Обетование Лаврентьева есть место, очищенное от скверны силой авторской брезгливости к ней. В оны годы можно было бы тысячу раз пренебречь душевной гигиеной и обратиться к бесовским игрищам, и прельститься ими, но искусы 1990-х гг., когда "все было позволено", потому что внезапно стало "дешево и доступно", преодолены Максимом еще тогда, когда кто-то старательно прилаживал себе на щиты кабалистические знаки "контркультуры". Жалкие оргии советских вольноотпущенников изжили себя на корню, и если были чем-то полезны для духа и сознания, то лишь осознанием глубины бездн, над которыми неслась тогда страна. Высоты же остались высотами, и если печалиться о чем-то, то лишь о тех, кто так и не увидел их недосягаемости.
Русские стихи писать просто: им нужен ритм, рифма и вечно новый, парадоксальный смысл. Сочетая между собой это триединство на свой лад и манер, возможно год за годом восходить все выше и выше, до тех самых пор, пока дольнее не скроется из виду. Это видение, собственно, и демонстрирует "Основное". Это и есть главное открытие Лаврентьева.
Книга эта триедина так же, как поэзия: кроме поэм и стихов, она включила в себя выдержки из многолетнего труда Максима, вышедшего недавно под отдельной обложкой и названного "Поэзия и смерть", а также избранные интервью, в которых разъясняется позиция автора по вопросам, рассмотрение которых не входит в задачу первых двух составляющих.
Это ли итог свершившейся юности?
Возможно.
И вместе с тем… юность продолжает вершиться в каждом, кто не забыл ее запаха и вкуса. Юностью мечены женщины, встреченные в рассветные годы, ею же иногда откликается на едва трепещущее забытье будто бы само влюбленное в поэтов пространство.

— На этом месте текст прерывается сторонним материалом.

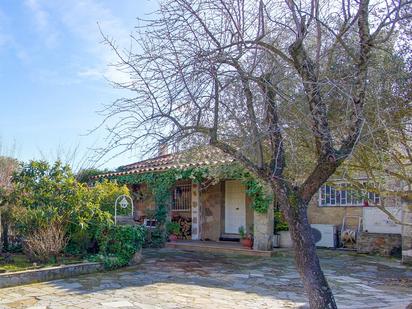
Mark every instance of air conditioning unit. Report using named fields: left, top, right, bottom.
left=311, top=224, right=337, bottom=248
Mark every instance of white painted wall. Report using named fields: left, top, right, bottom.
left=363, top=207, right=402, bottom=234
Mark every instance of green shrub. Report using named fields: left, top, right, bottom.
left=274, top=210, right=289, bottom=233
left=95, top=224, right=146, bottom=269
left=166, top=221, right=180, bottom=236
left=76, top=168, right=109, bottom=184
left=8, top=160, right=126, bottom=257
left=143, top=227, right=166, bottom=248
left=89, top=180, right=130, bottom=216
left=238, top=226, right=246, bottom=238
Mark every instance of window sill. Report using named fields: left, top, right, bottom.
left=318, top=205, right=367, bottom=208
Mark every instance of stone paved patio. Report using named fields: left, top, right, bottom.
left=0, top=248, right=411, bottom=309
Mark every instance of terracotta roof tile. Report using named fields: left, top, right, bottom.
left=97, top=147, right=234, bottom=178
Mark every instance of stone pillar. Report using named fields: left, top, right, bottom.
left=0, top=212, right=3, bottom=252
left=253, top=205, right=274, bottom=251
left=402, top=194, right=412, bottom=265
left=191, top=182, right=201, bottom=240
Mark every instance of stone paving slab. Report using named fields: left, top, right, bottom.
left=0, top=249, right=411, bottom=308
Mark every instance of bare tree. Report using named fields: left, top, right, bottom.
left=98, top=0, right=411, bottom=307
left=341, top=18, right=412, bottom=225
left=0, top=156, right=19, bottom=206
left=0, top=156, right=19, bottom=252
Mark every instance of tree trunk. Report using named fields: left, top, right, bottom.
left=278, top=190, right=337, bottom=309
left=1, top=221, right=9, bottom=252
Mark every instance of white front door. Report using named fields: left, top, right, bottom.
left=225, top=180, right=246, bottom=234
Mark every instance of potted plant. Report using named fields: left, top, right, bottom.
left=166, top=221, right=181, bottom=242
left=238, top=226, right=253, bottom=249
left=274, top=210, right=290, bottom=248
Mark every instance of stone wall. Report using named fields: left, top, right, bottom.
left=253, top=205, right=274, bottom=251
left=357, top=232, right=402, bottom=257
left=308, top=196, right=363, bottom=229
left=402, top=196, right=412, bottom=265
left=307, top=191, right=400, bottom=231
left=0, top=262, right=103, bottom=289
left=200, top=182, right=223, bottom=241
left=129, top=184, right=155, bottom=221
left=200, top=180, right=254, bottom=241
left=245, top=194, right=254, bottom=234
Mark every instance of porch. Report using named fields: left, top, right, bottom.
left=165, top=240, right=275, bottom=257
left=132, top=178, right=274, bottom=252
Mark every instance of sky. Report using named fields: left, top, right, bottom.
left=0, top=0, right=157, bottom=170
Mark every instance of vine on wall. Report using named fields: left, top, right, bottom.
left=207, top=163, right=272, bottom=213
left=105, top=163, right=271, bottom=217
left=111, top=168, right=208, bottom=223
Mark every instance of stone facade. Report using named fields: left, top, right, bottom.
left=129, top=183, right=155, bottom=221
left=402, top=196, right=412, bottom=265
left=200, top=180, right=255, bottom=241
left=253, top=205, right=274, bottom=251
left=308, top=191, right=401, bottom=231
left=357, top=232, right=402, bottom=256
left=308, top=198, right=363, bottom=229
left=200, top=182, right=223, bottom=241
left=308, top=189, right=412, bottom=259
left=131, top=179, right=274, bottom=251
left=191, top=183, right=200, bottom=240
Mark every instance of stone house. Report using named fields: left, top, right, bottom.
left=307, top=178, right=411, bottom=262
left=102, top=149, right=411, bottom=260
left=102, top=150, right=274, bottom=252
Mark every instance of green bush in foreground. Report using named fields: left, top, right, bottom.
left=7, top=160, right=132, bottom=260
left=95, top=224, right=146, bottom=269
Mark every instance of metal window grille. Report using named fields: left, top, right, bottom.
left=319, top=183, right=380, bottom=207
left=172, top=184, right=192, bottom=211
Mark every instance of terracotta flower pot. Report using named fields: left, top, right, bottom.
left=240, top=238, right=253, bottom=249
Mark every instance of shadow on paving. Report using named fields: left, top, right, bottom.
left=26, top=248, right=412, bottom=308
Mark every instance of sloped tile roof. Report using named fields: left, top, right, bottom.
left=97, top=148, right=234, bottom=178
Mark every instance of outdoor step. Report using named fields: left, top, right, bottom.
left=165, top=241, right=274, bottom=257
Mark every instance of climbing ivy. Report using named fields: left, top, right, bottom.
left=104, top=163, right=271, bottom=214
left=207, top=163, right=272, bottom=213
left=244, top=179, right=272, bottom=213
left=111, top=167, right=208, bottom=223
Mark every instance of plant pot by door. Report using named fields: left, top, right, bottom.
left=169, top=234, right=178, bottom=242
left=240, top=238, right=253, bottom=249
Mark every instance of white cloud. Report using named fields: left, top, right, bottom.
left=22, top=0, right=145, bottom=84
left=77, top=67, right=103, bottom=79
left=24, top=0, right=59, bottom=48
left=0, top=8, right=13, bottom=48
left=25, top=0, right=47, bottom=29
left=0, top=8, right=30, bottom=64
left=16, top=49, right=30, bottom=62
left=51, top=0, right=134, bottom=83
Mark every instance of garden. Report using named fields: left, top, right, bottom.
left=0, top=160, right=146, bottom=273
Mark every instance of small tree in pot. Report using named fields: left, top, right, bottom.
left=166, top=221, right=181, bottom=242
left=274, top=210, right=290, bottom=248
left=238, top=226, right=253, bottom=249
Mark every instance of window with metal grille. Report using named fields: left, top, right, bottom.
left=172, top=183, right=192, bottom=211
left=319, top=182, right=380, bottom=207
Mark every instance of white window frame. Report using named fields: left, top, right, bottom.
left=319, top=182, right=380, bottom=207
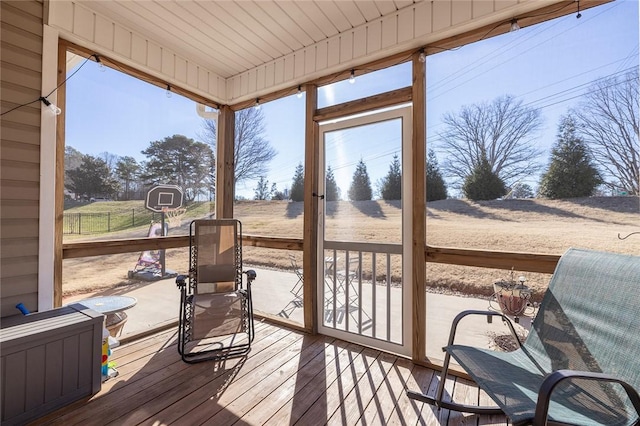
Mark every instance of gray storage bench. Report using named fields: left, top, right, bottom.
left=1, top=304, right=103, bottom=425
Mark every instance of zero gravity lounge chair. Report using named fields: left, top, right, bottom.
left=176, top=219, right=256, bottom=363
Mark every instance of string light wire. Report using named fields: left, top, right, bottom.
left=1, top=53, right=98, bottom=117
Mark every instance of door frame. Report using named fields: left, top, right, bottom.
left=317, top=104, right=413, bottom=357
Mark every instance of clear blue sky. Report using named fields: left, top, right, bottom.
left=66, top=0, right=638, bottom=199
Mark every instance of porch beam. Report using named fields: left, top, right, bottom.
left=216, top=105, right=235, bottom=219
left=424, top=0, right=611, bottom=56
left=61, top=236, right=560, bottom=275
left=314, top=87, right=412, bottom=123
left=63, top=42, right=220, bottom=110
left=412, top=51, right=427, bottom=363
left=426, top=246, right=559, bottom=274
left=53, top=41, right=67, bottom=308
left=303, top=83, right=319, bottom=334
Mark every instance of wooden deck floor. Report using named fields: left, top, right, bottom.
left=30, top=321, right=508, bottom=426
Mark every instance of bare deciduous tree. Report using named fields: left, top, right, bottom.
left=201, top=107, right=277, bottom=184
left=98, top=151, right=120, bottom=172
left=572, top=68, right=639, bottom=195
left=439, top=95, right=543, bottom=187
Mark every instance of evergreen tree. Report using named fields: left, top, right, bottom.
left=253, top=176, right=271, bottom=200
left=379, top=154, right=402, bottom=200
left=325, top=165, right=339, bottom=201
left=426, top=149, right=447, bottom=201
left=114, top=156, right=141, bottom=200
left=140, top=134, right=212, bottom=202
left=462, top=153, right=506, bottom=200
left=538, top=116, right=602, bottom=199
left=348, top=159, right=372, bottom=201
left=66, top=154, right=119, bottom=200
left=271, top=183, right=286, bottom=200
left=290, top=163, right=305, bottom=201
left=64, top=146, right=84, bottom=198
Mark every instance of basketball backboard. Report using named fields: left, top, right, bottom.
left=145, top=185, right=184, bottom=212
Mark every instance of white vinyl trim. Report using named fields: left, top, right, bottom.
left=317, top=105, right=413, bottom=357
left=38, top=25, right=60, bottom=312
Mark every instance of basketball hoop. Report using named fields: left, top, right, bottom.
left=162, top=207, right=187, bottom=228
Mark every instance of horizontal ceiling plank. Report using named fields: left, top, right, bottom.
left=356, top=1, right=384, bottom=22
left=194, top=1, right=281, bottom=63
left=132, top=1, right=241, bottom=75
left=394, top=0, right=416, bottom=10
left=238, top=0, right=303, bottom=53
left=86, top=0, right=237, bottom=77
left=374, top=1, right=398, bottom=16
left=335, top=1, right=367, bottom=27
left=494, top=0, right=519, bottom=12
left=216, top=1, right=293, bottom=57
left=161, top=1, right=259, bottom=72
left=282, top=2, right=328, bottom=42
left=318, top=1, right=352, bottom=32
left=367, top=21, right=382, bottom=54
left=67, top=0, right=611, bottom=106
left=254, top=1, right=313, bottom=48
left=297, top=1, right=340, bottom=38
left=179, top=2, right=272, bottom=69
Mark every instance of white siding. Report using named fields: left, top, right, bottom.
left=1, top=0, right=43, bottom=317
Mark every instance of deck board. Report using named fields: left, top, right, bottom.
left=28, top=322, right=508, bottom=426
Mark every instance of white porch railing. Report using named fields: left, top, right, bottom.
left=323, top=241, right=403, bottom=345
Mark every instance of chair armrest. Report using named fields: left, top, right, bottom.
left=445, top=310, right=522, bottom=350
left=176, top=275, right=187, bottom=289
left=533, top=369, right=640, bottom=426
left=244, top=270, right=257, bottom=285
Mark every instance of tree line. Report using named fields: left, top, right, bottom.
left=66, top=68, right=638, bottom=203
left=65, top=108, right=275, bottom=203
left=254, top=151, right=449, bottom=203
left=256, top=68, right=637, bottom=202
left=440, top=68, right=638, bottom=200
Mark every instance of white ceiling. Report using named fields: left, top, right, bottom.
left=78, top=0, right=420, bottom=80
left=63, top=0, right=603, bottom=104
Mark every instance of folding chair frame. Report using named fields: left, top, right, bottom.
left=176, top=219, right=256, bottom=363
left=288, top=254, right=303, bottom=299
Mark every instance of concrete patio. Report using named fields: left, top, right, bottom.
left=63, top=267, right=533, bottom=360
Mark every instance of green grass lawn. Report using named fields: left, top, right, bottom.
left=63, top=200, right=215, bottom=235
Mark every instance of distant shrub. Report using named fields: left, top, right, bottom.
left=462, top=156, right=506, bottom=201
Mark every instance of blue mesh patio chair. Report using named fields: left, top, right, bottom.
left=408, top=248, right=640, bottom=426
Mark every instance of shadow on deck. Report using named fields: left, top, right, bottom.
left=29, top=322, right=507, bottom=425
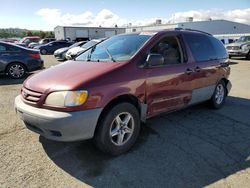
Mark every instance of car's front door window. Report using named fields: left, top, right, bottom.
left=150, top=36, right=183, bottom=66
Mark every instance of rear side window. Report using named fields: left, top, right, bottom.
left=184, top=33, right=217, bottom=62
left=0, top=44, right=7, bottom=52
left=7, top=45, right=21, bottom=52
left=209, top=37, right=228, bottom=59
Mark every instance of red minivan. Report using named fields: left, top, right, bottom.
left=15, top=29, right=231, bottom=155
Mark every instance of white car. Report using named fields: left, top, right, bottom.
left=65, top=39, right=105, bottom=60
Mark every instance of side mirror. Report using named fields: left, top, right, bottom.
left=146, top=53, right=164, bottom=67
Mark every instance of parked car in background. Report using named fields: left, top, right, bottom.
left=220, top=38, right=235, bottom=45
left=15, top=29, right=231, bottom=155
left=0, top=38, right=19, bottom=43
left=65, top=38, right=105, bottom=60
left=34, top=40, right=73, bottom=55
left=16, top=36, right=41, bottom=47
left=225, top=36, right=250, bottom=59
left=28, top=38, right=55, bottom=48
left=0, top=42, right=43, bottom=79
left=54, top=41, right=87, bottom=61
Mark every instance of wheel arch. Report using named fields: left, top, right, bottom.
left=95, top=94, right=147, bottom=135
left=221, top=78, right=229, bottom=92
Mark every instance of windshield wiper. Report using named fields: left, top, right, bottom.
left=105, top=48, right=116, bottom=62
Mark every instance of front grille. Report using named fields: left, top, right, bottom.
left=226, top=46, right=240, bottom=50
left=21, top=87, right=43, bottom=104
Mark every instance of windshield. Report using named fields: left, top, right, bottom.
left=76, top=34, right=151, bottom=62
left=69, top=41, right=82, bottom=48
left=81, top=40, right=99, bottom=49
left=237, top=36, right=250, bottom=42
left=19, top=38, right=26, bottom=43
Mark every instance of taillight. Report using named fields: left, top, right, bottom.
left=29, top=53, right=40, bottom=58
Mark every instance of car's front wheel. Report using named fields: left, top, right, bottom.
left=94, top=102, right=140, bottom=155
left=246, top=51, right=250, bottom=60
left=209, top=80, right=227, bottom=109
left=6, top=63, right=26, bottom=79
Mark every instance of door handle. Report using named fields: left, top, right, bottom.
left=185, top=68, right=193, bottom=75
left=194, top=66, right=201, bottom=72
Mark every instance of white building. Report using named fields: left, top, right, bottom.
left=126, top=19, right=250, bottom=40
left=54, top=26, right=126, bottom=41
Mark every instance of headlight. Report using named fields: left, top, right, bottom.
left=45, top=90, right=88, bottom=107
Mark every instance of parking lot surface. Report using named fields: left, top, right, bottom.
left=0, top=56, right=250, bottom=188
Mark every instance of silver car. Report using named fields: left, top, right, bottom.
left=65, top=39, right=106, bottom=60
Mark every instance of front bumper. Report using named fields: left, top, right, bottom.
left=226, top=80, right=232, bottom=94
left=15, top=95, right=102, bottom=142
left=227, top=49, right=249, bottom=56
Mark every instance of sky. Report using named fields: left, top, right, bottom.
left=0, top=0, right=249, bottom=31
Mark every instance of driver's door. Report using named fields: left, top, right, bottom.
left=145, top=34, right=195, bottom=118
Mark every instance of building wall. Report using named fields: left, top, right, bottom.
left=125, top=20, right=250, bottom=39
left=177, top=20, right=250, bottom=35
left=126, top=24, right=177, bottom=33
left=54, top=26, right=65, bottom=40
left=54, top=26, right=126, bottom=41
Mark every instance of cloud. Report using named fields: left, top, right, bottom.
left=36, top=8, right=250, bottom=30
left=167, top=8, right=250, bottom=25
left=36, top=8, right=126, bottom=29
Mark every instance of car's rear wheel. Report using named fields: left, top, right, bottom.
left=94, top=102, right=140, bottom=155
left=209, top=80, right=226, bottom=109
left=40, top=49, right=47, bottom=55
left=6, top=63, right=26, bottom=79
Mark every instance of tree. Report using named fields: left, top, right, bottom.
left=26, top=31, right=32, bottom=36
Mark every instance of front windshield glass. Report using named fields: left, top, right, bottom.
left=19, top=38, right=26, bottom=43
left=76, top=34, right=151, bottom=62
left=81, top=40, right=99, bottom=49
left=237, top=36, right=250, bottom=42
left=69, top=41, right=82, bottom=48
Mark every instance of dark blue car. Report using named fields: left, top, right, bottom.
left=34, top=40, right=73, bottom=55
left=0, top=42, right=43, bottom=79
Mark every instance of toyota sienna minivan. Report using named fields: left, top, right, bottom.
left=15, top=29, right=231, bottom=155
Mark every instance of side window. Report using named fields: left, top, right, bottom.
left=185, top=33, right=216, bottom=62
left=7, top=45, right=21, bottom=52
left=150, top=36, right=183, bottom=65
left=0, top=44, right=7, bottom=52
left=209, top=37, right=228, bottom=59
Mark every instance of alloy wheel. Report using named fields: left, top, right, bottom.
left=109, top=112, right=135, bottom=146
left=9, top=64, right=25, bottom=78
left=215, top=84, right=225, bottom=105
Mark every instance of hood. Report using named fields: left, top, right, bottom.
left=54, top=47, right=69, bottom=54
left=24, top=61, right=125, bottom=93
left=67, top=47, right=86, bottom=55
left=34, top=44, right=45, bottom=49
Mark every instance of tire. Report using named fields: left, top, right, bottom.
left=246, top=51, right=250, bottom=60
left=6, top=63, right=26, bottom=79
left=209, top=80, right=227, bottom=109
left=40, top=49, right=48, bottom=55
left=94, top=102, right=140, bottom=156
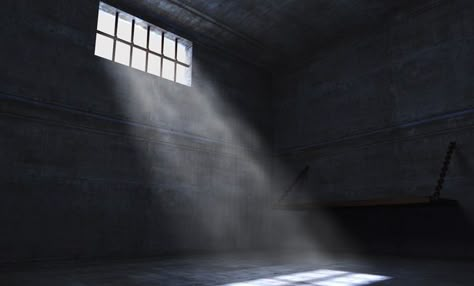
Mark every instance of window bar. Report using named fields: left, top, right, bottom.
left=145, top=25, right=150, bottom=72
left=129, top=19, right=135, bottom=67
left=95, top=31, right=190, bottom=68
left=160, top=32, right=165, bottom=77
left=174, top=38, right=178, bottom=82
left=112, top=11, right=119, bottom=61
left=95, top=4, right=192, bottom=85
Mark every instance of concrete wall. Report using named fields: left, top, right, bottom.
left=0, top=0, right=273, bottom=262
left=272, top=0, right=474, bottom=257
left=3, top=0, right=474, bottom=263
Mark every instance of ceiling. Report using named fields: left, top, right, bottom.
left=115, top=0, right=425, bottom=69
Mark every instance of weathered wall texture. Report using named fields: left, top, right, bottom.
left=0, top=0, right=273, bottom=262
left=2, top=0, right=474, bottom=263
left=272, top=0, right=474, bottom=257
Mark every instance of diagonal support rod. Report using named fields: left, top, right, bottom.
left=279, top=165, right=310, bottom=202
left=431, top=141, right=456, bottom=201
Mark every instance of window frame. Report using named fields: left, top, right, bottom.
left=95, top=2, right=192, bottom=86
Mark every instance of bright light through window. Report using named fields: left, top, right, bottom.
left=94, top=2, right=192, bottom=86
left=221, top=269, right=391, bottom=286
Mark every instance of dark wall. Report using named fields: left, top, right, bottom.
left=0, top=0, right=273, bottom=263
left=272, top=0, right=474, bottom=257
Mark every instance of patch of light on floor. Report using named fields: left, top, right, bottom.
left=275, top=269, right=348, bottom=282
left=222, top=269, right=390, bottom=286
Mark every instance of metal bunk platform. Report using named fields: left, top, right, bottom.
left=276, top=142, right=457, bottom=210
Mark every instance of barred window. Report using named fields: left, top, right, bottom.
left=94, top=2, right=193, bottom=86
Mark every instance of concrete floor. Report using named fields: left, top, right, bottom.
left=1, top=253, right=473, bottom=285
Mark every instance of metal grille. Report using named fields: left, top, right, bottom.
left=95, top=2, right=192, bottom=86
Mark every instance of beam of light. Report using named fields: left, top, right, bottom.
left=99, top=57, right=358, bottom=258
left=221, top=269, right=390, bottom=286
left=99, top=21, right=363, bottom=263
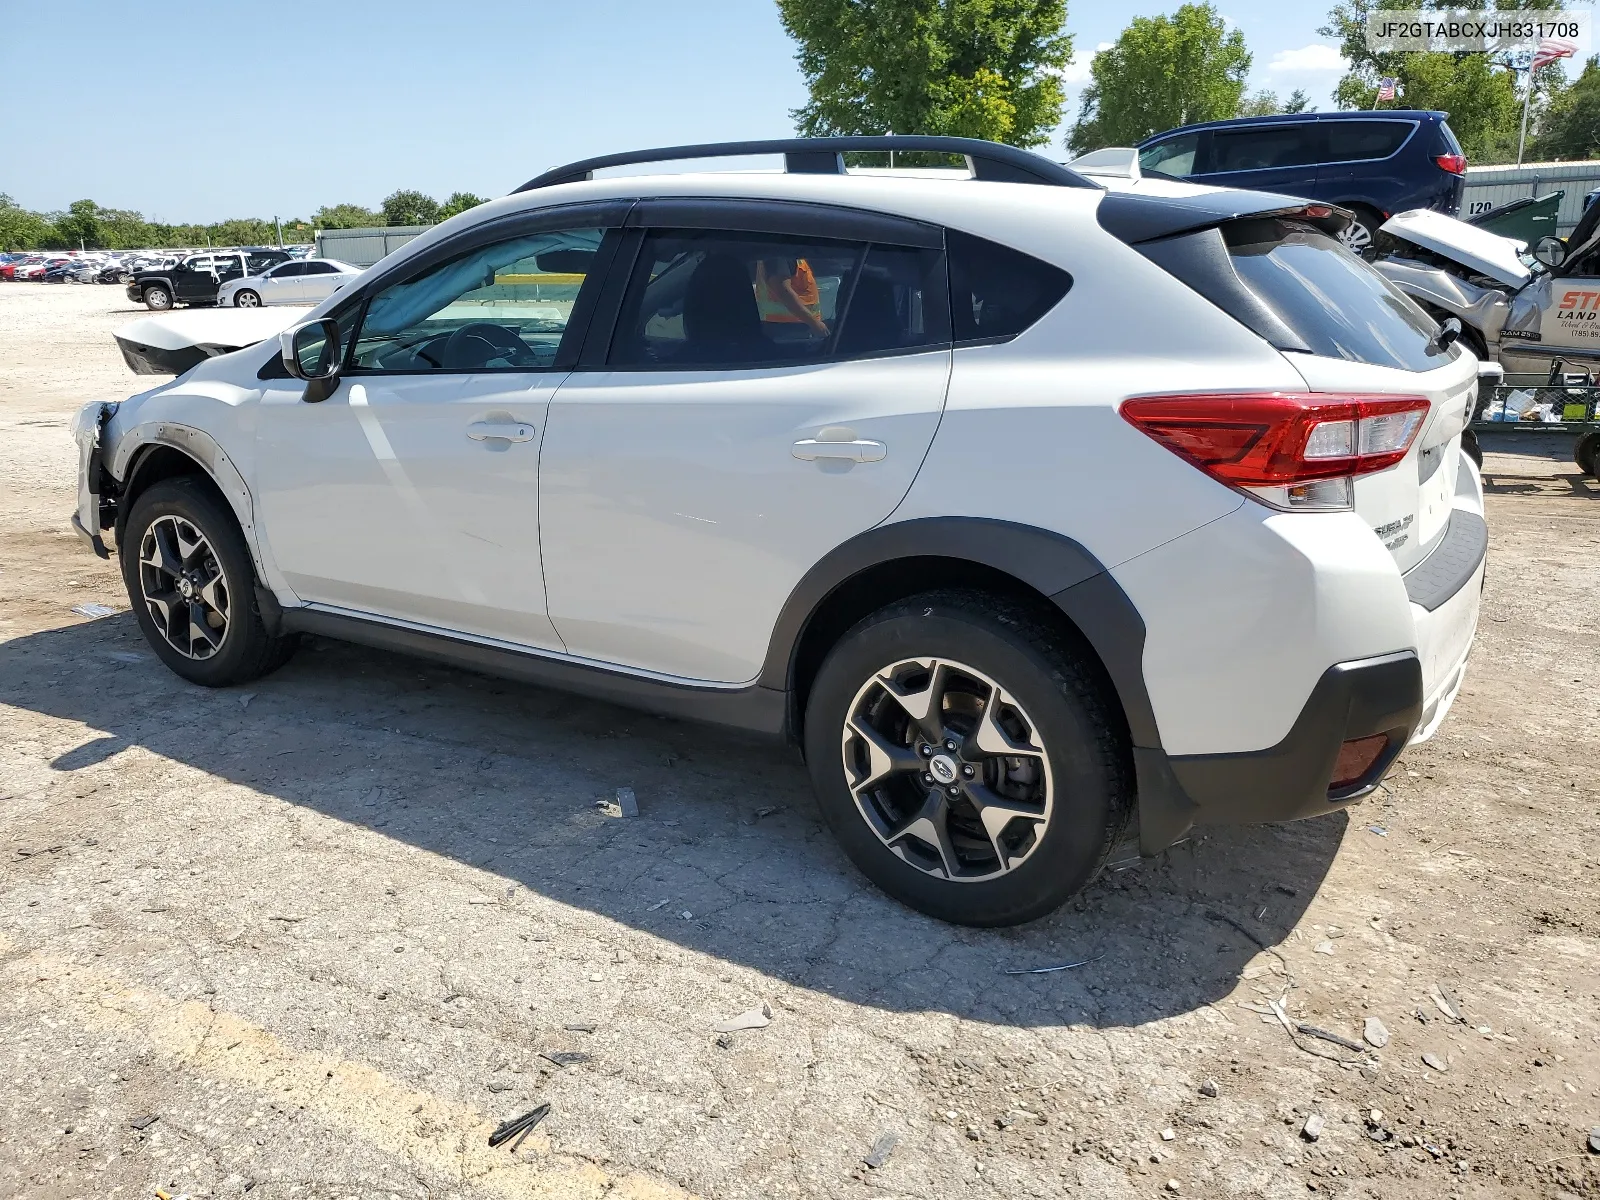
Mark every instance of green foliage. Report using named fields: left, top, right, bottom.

Летучий небесный отблеск, ласково треплющий по волосам, весенний жар в крови — все то, с чем чуть ли не в отрочестве начинали прощаться лет с двести назад.
Максим оказался в странном положении: свой золотой век он переживает сейчас, чувствуя всем своим существом, как разительно переменился климат жизни. То, с чем раньше успевали расчувствоваться лет в двадцать, сегодня осознается едва ли не в сорок.
Отчего же так долго сегодня мужает слог? Оттого ли, что не было на земле нашей периода, в который его бы так упоенно отвлекали от разрешения главной своей задачи — движения к большей выразительности, лаконизму?
Довольно времени было у праотцов! Они, кто радостно, кто с долей меланхолии, посильно предавались работе над своей душой. Сентиментальный элегизм рожден в России долгими парковыми прогулками и сокрушенными созерцаниями. Современный стихотворец, обремененный званием "россиянина", способен лишь заново воссоздать в самом себе и тем самым имитировать "барский", "господский" образ поэзии, не являясь, по сути, даже мещанином.
К чему же эта имитация и отчего она так дорога? Придется ответить: оттого, что именно об ту пору русская душа сказалась миру в неизреченной своей правоте и свободе. В те отдаленные года язык подставил ей плечо таким невообразимо удобным способом, будто долгие столетия ждал этого. Пушкин! Вот мера и степень, к которой стремится, будто к воде, каждая новорожденная в языке черепашка.
Лаврентьев не маскируется под отца-основателя, но является им сам, поскольку на него снизошли некогда духи этих самых отцов. Он посвятил их пониманию столько уединенных часов, что они в благодарность одарили его пониманием своих итоговых строк.
Если бы поэт боялся смерти, он не издал бы книгу о ней в роковые 37. Теперь ему несколько больше, и метафизический опыт проникновения за грань бытия, давшийся с боем, сопутствует дальнейшему.
Поэтому "Основное" есть перечень основ, рациональное и радостное перечисление почв, на которые брошено семя авторского восторга и сомнения.
Как бы ни было, основы останутся, и это самый верный залог того, что будущее — будет.